The confused family tree has been frustrating researchers like Erich Jarvis, who is an architect of the new studies. Jarvis, a neuroscientist at Duke, has been trying to figure out how different birds learn their songs. To do that, he has to know how the birds are related to each other.

He decided the best way to sort this out was to sequence as many bird genomes as possible. "We just, basically, put out a call and had people come together who were sequencing bird genomes," he says.

More than 200 researchers got involved, sequencing 48 avian genomes. Then they fed that genetic information into supercomputers. The computers crunched the data and out popped the most likely evolutionary tree for birds. It shows that "only four lineages survived that massive extinction," Jarvis says, "and they gave rise to 95 percent of the species we have on the planet today."

The genetic information reveals other interesting facts about birds, Jarvis says. For example, bird genomes are about a third the size of a mammal genome. Birds appear to have lost a lot of junk DNA, but they also lost some traits to save weight. (For example they once had teeth, but evolved lightweight beaks instead.)

The songbirds Jarvis studies also appear to have independently evolved genes that are similar to those that shape the language areas of the human brain, he says.

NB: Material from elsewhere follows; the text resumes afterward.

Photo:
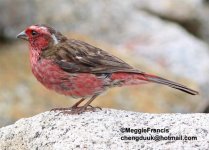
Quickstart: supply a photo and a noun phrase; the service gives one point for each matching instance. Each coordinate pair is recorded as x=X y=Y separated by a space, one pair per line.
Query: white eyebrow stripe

The overall tree reveals some surprising relationships among bird species. Parrots are actually close relatives of falcons. Pigeons are more closely related to flamingos than they are to crows. And land fowl, like chickens, are related to ducks.

Julia Clarke, a bird paleontologist at the University of Texas at Austin, thinks the reorganized bird chart that's emerging from all that data crunching is probably correct, and is beginning to reveal a clear picture of avian evolution.

"We seem to be sort of converging on a single answer," Clarke says. She's also bird watcher, and says the genetic studies haven't found their way into bird guides yet.

"A lot of this stuff, I think, should be very compelling to bird watchers," Clarke says.